Gallium nitride (GaN) is a very hard, mechanically stable wide bandgap semiconductor. With higher breakdown strength, faster switching speed, higher thermal conductivity, and lower on-resistance, power devices based on GaN significantly outperform silicon-based devices.

The lower resistance and reduced gate charge enable faster power supply switching frequencies, resulting in higher power densities, improved efficiencies, and more compact and lightweight circuitry, key advantages for critical spaceborne missions.

Gallium nitride is also inherently radiation tolerant, making GaN-based devices a highly reliable option for space applications.

Radiation in Space

Radiation in SpaceThere are several types of radiation experienced by semiconductors in space. Devices in satellites orbiting Earth, as well as exploration spacecraft traveling to distant regions of our solar system, are exposed to continuous high-energy radiation bombardment.

Three of the primary types of radiation are:

  • Gamma radiation
  • Neutron radiation
  • Heavy ion radiation

Unlike silicon, where special fabrication techniques and packaging are required to shield semiconductors from radiation effects, the intrinsic material properties and device structure of GaN make it relatively immune to radiation-induced damage in space environments.

Space Applications for GaN

Gallium nitride devices are already used in high volumes and have accumulated several years of flight heritage across a wide range of space applications. These applications benefit from the performance, efficiency, and rapid deployment enabled by GaN technology.

Key use cases include:

  • Power supplies for satellites and mission equipment
  • Light detection and ranging (LiDAR) systems for robotics, autonomous navigation, and rendezvous docking
  • Motor drives for robotics and instrumentation
  • Ion thrusters for satellite orientation, positioning, and interplanetary propulsion

Satellite Power Supply

Radiation-hardened GaN enables power supply designers to optimize systems for size, weight, efficiency, EMI, and power density.

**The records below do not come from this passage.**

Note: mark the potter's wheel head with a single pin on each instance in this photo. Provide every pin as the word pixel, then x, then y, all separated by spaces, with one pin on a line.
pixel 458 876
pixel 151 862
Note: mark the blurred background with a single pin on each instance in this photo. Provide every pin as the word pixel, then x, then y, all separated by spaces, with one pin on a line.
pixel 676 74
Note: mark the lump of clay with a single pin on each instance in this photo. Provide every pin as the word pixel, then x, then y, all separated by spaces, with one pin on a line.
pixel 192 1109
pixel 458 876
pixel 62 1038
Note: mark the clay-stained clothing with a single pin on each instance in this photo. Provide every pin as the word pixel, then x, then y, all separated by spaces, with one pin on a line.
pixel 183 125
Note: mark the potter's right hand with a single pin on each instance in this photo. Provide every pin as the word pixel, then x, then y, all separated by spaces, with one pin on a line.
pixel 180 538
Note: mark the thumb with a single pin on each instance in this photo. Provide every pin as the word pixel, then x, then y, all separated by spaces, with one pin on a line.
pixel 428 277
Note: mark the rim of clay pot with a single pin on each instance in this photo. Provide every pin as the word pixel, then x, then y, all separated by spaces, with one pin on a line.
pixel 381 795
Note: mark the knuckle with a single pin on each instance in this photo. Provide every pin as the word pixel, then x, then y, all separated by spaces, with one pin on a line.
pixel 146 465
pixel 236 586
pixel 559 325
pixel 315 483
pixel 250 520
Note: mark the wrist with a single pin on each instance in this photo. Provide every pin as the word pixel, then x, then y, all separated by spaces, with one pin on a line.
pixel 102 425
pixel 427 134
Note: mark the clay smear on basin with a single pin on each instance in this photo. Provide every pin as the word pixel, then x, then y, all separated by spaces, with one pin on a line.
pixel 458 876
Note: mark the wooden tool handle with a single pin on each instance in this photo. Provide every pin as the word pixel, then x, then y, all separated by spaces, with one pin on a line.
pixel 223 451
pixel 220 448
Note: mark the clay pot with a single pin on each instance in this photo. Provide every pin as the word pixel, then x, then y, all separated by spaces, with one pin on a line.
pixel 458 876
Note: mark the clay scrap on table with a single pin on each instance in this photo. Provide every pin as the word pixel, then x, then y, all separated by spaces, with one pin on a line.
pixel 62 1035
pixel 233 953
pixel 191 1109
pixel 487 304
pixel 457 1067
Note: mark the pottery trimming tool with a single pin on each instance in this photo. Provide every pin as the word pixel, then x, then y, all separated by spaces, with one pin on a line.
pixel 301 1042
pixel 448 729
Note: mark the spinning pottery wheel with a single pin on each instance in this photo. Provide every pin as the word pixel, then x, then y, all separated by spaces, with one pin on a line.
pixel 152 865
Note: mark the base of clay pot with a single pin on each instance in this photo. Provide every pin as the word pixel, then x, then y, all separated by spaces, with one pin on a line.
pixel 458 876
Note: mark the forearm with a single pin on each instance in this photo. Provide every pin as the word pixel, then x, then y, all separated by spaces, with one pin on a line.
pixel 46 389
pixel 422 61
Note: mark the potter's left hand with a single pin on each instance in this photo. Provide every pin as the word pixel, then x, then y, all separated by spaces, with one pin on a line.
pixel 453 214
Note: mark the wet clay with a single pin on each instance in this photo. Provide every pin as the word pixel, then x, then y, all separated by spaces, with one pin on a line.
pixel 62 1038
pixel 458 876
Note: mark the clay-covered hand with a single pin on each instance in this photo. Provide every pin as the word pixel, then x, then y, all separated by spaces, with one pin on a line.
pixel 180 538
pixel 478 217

The increased switching capability and reduced parasitics translate into lower losses, allowing engineers to increase switching frequency. This leads to:

  • Reduced size and weight of magnetic components
  • Reduced or eliminated heat sinking
  • Lower copper losses

These benefits result in an overall reduction in system size and weight without sacrificing efficiency.

GaN-based power supplies operate at higher frequencies, deliver higher efficiencies, and achieve greater power densities for micro, LEO, and GEO satellites, as well as deep-space and outer space exploration missions.

Motor Drive for Satellite Reaction Wheels and Robotics

Reaction Wheel SpaceReaction wheels are a critical component for satellites, enabling precise orientation and repositioning while in orbit. They operate by controlling the rotational speed of an electric motor connected to a flywheel.

The wide bandgap characteristics of radiation-hardened GaN power devices allow significantly higher switching frequencies with much lower switching losses. This enables the small size, light weight, and precision control required for miniaturized reaction wheels used in CubeSats.

These same advantages extend to ruggedized, high-precision brushless DC motors used in space robotics and automated instrumentation.

Autonomous Navigation and Docking

Light detection and ranging (LiDAR) systems provide the “eyes” for autonomous navigation and docking in rendezvous missions and robotic space operations.

The shorter the laser pulse, the higher the resolution of the generated images.

Radiation-hardened GaN devices deliver the fast switching speeds required for these short pulses, while also improving efficiency and reducing system size, making them ideal for advanced LiDAR systems in space.

Ion Thrusters

An ion thruster is a form of electric propulsion used for in-mission spacecraft maneuvering, including satellite orientation, positioning, and interplanetary propulsion of low-mass robotic vehicles.

Radiation-hardened GaN enables smaller, lighter, and more efficient power supplies for these systems, increasing power delivery and overall propulsion efficiency.